Without track, I honestly don’t know how I would’ve survived high school. Being at City Polytechnic is like trying to fit a circle where a square is supposed to go, but it just doesn’t fit. When I first heard about City Poly, I was intrigued. I thought I was finally going to be around people who think like me, I thought I was finally going to be understood; I thought I could achieve my goals with like-minded individuals. But then I arrived, and it was the total opposite.
Before high school, I was always interested in how things were built. My mom would always buy me Legos and toys that focused on building things. She would also take me to museums and do activities that helped feed my enthusiasm. I was sure this was what I wanted my career to include.
In my last year of middle school, my mom had a sit-down to decide what I wanted to go to high school for. If I’m being honest, my mom always had City Polytechnic in mind because my older cousin went there, and it was also an amazing school for architecture, engineering, and technology. Because of that, my selection of high schools was very limited. When I got accepted, I was excited because I was finally going to be attending a school for something I wanted a career in.

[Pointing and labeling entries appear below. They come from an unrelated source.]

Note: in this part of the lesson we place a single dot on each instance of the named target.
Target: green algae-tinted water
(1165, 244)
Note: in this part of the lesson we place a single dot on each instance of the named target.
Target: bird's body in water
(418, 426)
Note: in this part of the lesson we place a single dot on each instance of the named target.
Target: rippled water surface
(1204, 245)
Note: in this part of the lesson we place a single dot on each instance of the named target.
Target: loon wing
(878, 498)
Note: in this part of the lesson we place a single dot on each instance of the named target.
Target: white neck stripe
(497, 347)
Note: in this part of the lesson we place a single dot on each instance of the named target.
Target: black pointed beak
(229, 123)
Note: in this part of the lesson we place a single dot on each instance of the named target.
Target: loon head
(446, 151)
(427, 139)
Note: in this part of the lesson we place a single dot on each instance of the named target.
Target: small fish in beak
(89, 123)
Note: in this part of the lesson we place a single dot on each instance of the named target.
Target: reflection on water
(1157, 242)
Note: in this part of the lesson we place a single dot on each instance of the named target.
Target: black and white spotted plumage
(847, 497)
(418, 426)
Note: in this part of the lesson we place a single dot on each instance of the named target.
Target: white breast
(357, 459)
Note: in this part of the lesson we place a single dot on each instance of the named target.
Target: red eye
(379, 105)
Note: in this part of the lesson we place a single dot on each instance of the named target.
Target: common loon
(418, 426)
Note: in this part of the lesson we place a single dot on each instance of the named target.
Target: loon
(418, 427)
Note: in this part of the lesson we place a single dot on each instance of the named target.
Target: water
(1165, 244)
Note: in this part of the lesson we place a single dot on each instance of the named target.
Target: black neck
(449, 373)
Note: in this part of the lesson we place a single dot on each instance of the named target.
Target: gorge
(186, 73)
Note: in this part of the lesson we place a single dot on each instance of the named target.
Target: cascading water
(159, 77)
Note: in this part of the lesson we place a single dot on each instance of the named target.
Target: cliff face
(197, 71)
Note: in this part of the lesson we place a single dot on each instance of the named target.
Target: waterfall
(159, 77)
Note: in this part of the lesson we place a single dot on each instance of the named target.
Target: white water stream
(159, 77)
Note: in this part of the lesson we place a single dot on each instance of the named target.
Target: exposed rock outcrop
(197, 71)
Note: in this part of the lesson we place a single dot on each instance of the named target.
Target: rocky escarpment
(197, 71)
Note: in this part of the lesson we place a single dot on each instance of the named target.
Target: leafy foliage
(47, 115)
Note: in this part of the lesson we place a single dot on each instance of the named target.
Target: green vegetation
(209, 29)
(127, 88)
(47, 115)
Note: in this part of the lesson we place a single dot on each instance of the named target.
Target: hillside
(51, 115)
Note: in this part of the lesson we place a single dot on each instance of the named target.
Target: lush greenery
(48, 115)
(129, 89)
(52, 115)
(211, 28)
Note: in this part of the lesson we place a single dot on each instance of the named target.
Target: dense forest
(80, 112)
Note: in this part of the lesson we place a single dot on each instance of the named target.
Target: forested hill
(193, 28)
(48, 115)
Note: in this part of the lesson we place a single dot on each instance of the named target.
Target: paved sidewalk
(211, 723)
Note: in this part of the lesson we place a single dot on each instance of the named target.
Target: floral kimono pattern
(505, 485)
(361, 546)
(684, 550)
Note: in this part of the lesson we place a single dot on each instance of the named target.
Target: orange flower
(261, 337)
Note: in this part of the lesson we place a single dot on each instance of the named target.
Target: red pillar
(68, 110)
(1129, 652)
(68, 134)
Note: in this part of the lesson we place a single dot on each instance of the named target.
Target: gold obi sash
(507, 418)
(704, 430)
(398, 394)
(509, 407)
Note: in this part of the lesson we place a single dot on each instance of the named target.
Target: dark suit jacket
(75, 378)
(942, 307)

When I first arrived at City Polytechnic, I was outgoing. I introduced myself to the majority of my peers. I bounced around from friend group to friend group to figure out where I fit in. By doing that, I realized that I didn’t fit in with anyone, so I just stayed to myself for the time being. After a while, I found a friend group that best suited me, and those three people would become some of my closest friends. They are another reason I can survive high school.
As I settled in, I realized City Poly is split into two sides: the kids who came here for architecture and those whose parents sent them here. I was one of the kids who attended the school for the opportunities. The kids who came here willingly aren’t from the same background as me, we don’t share the same struggles or experiences. I am a student who is rough around the edges, and they are more polished than I am, and because of that, I was judged. Some of them never wanted to be in the same group as me, or they never spoke to me. It never bothered me at first, but as time went on, I started to feel a way; I started to feel as if I didn’t belong. The more I sat there and thought about it, the more I lost interest in architecture and engineering.
In conclusion, discourse communities play a crucial role in shaping how individuals communicate and interact within specific fields or interests. But just because they share common interests with you doesn’t mean you fit in.